Divide and Conquer: A strategy to solve problems by breaking them into smaller sub-problems, solving each recursively, and combining their results.

Object-Oriented Programming (OOP)

Class: A blueprint for creating objects (instances). Object: An instance of a class.
Attributes: Characteristics of an object.
Methods: Functions defined within a class that operate on its attributes.
Special Methods: init: Initializes an object’s attributes. repr: Provides the official string representation of an object. str: Provides the informal (readable) string representation of an object.
Inheritance: Base Class: The class being inherited from. Derived Class: The class that inherits from the base class. Allows derived classes to inherit attributes and methods from base classes, promoting code reuse.

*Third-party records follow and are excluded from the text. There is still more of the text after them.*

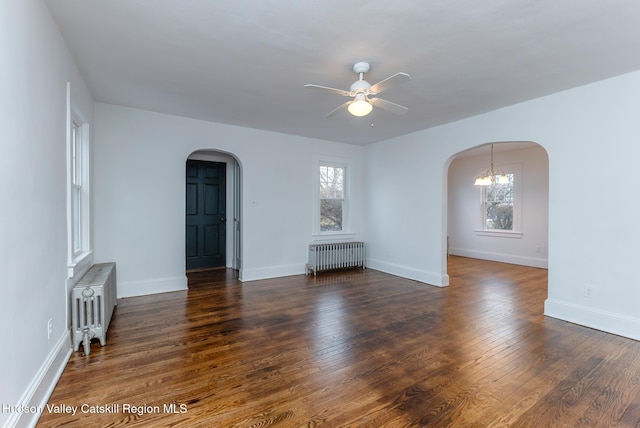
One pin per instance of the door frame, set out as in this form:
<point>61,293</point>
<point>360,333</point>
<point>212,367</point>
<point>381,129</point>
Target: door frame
<point>233,202</point>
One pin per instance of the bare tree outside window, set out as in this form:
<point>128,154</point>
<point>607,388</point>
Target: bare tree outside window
<point>498,205</point>
<point>331,198</point>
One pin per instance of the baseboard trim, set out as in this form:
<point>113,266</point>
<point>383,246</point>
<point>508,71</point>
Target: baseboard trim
<point>431,278</point>
<point>151,286</point>
<point>271,272</point>
<point>501,257</point>
<point>609,322</point>
<point>41,387</point>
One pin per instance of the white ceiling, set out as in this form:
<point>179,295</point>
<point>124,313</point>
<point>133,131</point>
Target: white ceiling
<point>244,62</point>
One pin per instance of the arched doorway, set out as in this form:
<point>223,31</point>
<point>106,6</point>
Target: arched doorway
<point>471,234</point>
<point>228,208</point>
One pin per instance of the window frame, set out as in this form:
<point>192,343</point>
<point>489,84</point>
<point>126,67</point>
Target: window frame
<point>78,188</point>
<point>317,233</point>
<point>516,230</point>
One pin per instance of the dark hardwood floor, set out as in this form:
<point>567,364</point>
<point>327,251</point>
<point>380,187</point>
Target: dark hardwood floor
<point>352,349</point>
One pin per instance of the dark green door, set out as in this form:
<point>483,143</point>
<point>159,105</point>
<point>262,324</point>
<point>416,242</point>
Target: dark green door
<point>205,212</point>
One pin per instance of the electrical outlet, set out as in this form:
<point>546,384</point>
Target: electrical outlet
<point>588,291</point>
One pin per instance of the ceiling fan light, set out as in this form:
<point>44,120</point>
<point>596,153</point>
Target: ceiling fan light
<point>503,179</point>
<point>360,106</point>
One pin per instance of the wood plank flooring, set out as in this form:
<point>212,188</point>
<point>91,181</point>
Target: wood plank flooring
<point>352,349</point>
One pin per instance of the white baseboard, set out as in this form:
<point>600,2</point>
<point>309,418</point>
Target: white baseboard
<point>500,257</point>
<point>431,278</point>
<point>39,390</point>
<point>269,272</point>
<point>151,286</point>
<point>593,318</point>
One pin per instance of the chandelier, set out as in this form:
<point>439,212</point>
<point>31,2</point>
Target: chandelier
<point>491,176</point>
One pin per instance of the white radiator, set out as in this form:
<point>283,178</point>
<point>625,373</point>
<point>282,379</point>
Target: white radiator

Functional Programming: Functions and variables as the main elements of code.
Object-Oriented Programming: Focuses on creating objects and methods, making them the main elements of code.


Big O Notation

O(1), O(log n), O(n), O(n log n), O(n²).

Searching Algorithms

Simple Search

  • Finding an element in an unordered list.
  • How It Works: Iterates through the list until the desired element is found.
  • Runtime: O(n) in the worst case.

Binary Search

  • Finding an element in an ordered list.
  • How It Works: Repeatedly divides the list in half, comparing the middle element to the target.
  • Runtime: O(log n) in the worst case.

Sorting Algorithms

Selection Sort

  • Use Case: Sorting small lists.
  • How It Works: Repeatedly finds the minimum or maximum element and moves it to the sorted portion of the list.
  • Runtime: O(n^2) in the worst case.

Quicksort

  • Use Case: Efficiently sorting large lists.
  • How It Works: Uses a pivot to partition the list into smaller sublists, then recursively sorts the sublists.
  • Runtime: O(n^2) in the worst case, but O(n log n) on average and in the best case.